Expand your knowledge of hardware, software and supercomputing

Repairing a corrupted SGE database

Note: Understanding the cause of sgemaster failing to start is important.  Before running these steps, there should be some indication of a database corruption issue in the logs.  These logs are located in /act/sge/default/spool/qmaster/messages.  A typical corruption error message may look like this:

03/07/2015 17:34:07| main|head|E|couldn't open berkeley database "sge": (22) Invalid argument
03/07/2015 17:34:07| main|head|E|startup of rule "default rule" in context "berkeleydb spooling" failed
03/07/2015 17:34:07| main|head|C|setup failed

or

03/12/2015 13:07:08| main|head|E|couldn't open database environment for server "local spooling", directory "/act/sge/default/spool/spooldb": (-30974) DB_RUNRECOVERY: Fatal error, run database recovery
03/12/2015 13:07:08| main|head|E|startup of rule "default rule" in context "berkeleydb spooling" failed
03/12/2015 13:07:08| main|head|C|setup failed

If your filesystem ever fills up or the system crashes as the wrong time, your SGE database may get corrupted. In your errors, take note of the database mentioned. In our example errors “sge” is the corrupted database. Here are steps that can usually repair the “sge” database so SGE will run properly again. The same steps below will work with the “sge_job” database as well.

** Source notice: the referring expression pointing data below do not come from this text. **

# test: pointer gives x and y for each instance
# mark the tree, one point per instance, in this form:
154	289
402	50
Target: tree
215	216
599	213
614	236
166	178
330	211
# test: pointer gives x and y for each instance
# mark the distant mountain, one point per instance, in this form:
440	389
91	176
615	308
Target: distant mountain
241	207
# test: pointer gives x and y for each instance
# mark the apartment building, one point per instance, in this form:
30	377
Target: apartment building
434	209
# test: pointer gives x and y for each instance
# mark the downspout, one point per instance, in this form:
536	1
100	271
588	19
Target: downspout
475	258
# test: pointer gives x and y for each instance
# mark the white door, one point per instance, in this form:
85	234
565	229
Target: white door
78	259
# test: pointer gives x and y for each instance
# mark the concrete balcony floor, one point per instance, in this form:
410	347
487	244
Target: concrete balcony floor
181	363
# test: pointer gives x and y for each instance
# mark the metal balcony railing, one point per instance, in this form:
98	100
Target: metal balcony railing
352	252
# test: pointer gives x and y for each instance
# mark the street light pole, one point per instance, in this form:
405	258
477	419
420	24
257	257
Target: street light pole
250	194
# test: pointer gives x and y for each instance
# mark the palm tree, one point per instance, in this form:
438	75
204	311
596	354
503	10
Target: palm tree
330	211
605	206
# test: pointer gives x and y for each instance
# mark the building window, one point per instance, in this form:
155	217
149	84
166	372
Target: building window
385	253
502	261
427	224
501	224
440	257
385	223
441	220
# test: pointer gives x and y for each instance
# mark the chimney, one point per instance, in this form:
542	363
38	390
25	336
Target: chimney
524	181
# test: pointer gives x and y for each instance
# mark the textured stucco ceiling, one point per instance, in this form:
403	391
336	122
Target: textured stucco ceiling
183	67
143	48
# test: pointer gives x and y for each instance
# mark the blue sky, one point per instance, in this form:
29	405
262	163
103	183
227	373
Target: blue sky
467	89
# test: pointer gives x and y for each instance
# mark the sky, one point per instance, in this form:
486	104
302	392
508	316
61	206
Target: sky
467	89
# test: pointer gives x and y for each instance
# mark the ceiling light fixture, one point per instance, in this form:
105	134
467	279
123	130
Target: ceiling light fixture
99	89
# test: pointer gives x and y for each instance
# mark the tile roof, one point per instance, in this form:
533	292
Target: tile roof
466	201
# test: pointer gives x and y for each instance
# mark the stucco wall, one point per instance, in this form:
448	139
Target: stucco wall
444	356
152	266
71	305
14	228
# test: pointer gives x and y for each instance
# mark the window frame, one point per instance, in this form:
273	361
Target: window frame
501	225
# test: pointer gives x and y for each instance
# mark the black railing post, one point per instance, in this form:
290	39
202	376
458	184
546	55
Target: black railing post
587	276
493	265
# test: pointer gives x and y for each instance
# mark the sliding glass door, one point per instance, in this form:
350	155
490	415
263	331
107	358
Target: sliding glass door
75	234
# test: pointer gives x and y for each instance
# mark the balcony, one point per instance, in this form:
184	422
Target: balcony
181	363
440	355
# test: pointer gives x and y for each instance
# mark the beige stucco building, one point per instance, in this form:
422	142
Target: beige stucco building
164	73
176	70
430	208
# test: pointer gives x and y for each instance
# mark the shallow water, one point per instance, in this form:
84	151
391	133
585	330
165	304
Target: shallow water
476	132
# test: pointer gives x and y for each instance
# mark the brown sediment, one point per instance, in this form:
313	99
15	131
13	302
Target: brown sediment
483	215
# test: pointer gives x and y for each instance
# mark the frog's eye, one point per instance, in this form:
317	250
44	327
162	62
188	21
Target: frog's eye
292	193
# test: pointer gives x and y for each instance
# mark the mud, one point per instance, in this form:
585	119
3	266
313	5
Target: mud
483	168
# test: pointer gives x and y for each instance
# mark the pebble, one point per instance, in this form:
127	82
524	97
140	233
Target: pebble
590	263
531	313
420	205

cd $SGE_ROOT/default/spool
cp -a spooldb spooldb.bak
cd spooldb
db_verify sge
db_recover
db_dump -f sge.out sge
mv sge sge.old
db_load -f sge.out sge
db_verify sge
chown -R sgeadmin. $SGE_ROOT/default/spool

If the above does not work, this alternative method may work instead.

cd /act/sge
./sge_inst -bak

This starts an interactive backup script. Choose the default answers. Optionally, selecting not to use tar/gzip will make the backups easier to inspect.  The settings are saved to /act/sge/backup.  To fix the database corruption, simply restore this backup with the following.

./sge_inst -rst

This starts another interactive script, but to restore from backup. Answer all the questions, which should have correct default answers.  You can then start sgemaster without any issues.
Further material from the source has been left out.